Question

The incenter of a triangle is given by:

• A. $(x,y)\equiv (\frac{a{x}_1+b{x}_2+c{x}_3}{a+b+c},\frac{a{y}_1+b{y}_2+c{y}_3}{a+b+c})$
• B. $(x,y)\equiv (a{x}_1+b{x}_2+c{x}_3,a{y}_1+b{y}_2+c{y}_3)$
• C. $(x,y)\equiv (\frac{x_1+x_2+x_3}{a+b+c},\frac{y_1+y_2+y_3}{a+b+c})$
• D. $(x,y)\equiv (\frac{a+b+c}{x_1+x_2+x_3},\frac{a+b+c}{y_1+y_2+y_3})$

Answer 1

The correct option is A

$(x,y)\equiv (\frac{a{x}_1+b{x}_2+c{x}_3}{a+b+c},\frac{a{y}_1+b{y}_2+c{y}_3}{a+b+c})$

The incentre is the point of intersection of angle bisectors of the triangle.
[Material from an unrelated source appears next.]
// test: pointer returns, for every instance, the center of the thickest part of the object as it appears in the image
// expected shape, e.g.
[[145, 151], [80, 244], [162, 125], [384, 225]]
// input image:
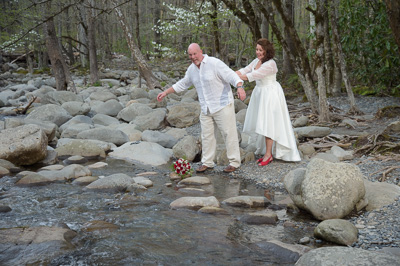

The incenter of a triangle is given by,

$(x,y)\equiv (\frac{a{x}_1+b{x}_2+c{x}_3}{a+b+c},\frac{a{y}_1+b{y}_2+c{y}_3}{a+b+c})$

where, $(x_1,y_1),(x_2,y_2),(x_3,y_3)$ are coordinates of the triangle, and a, b, c are the lengths of 3 sides.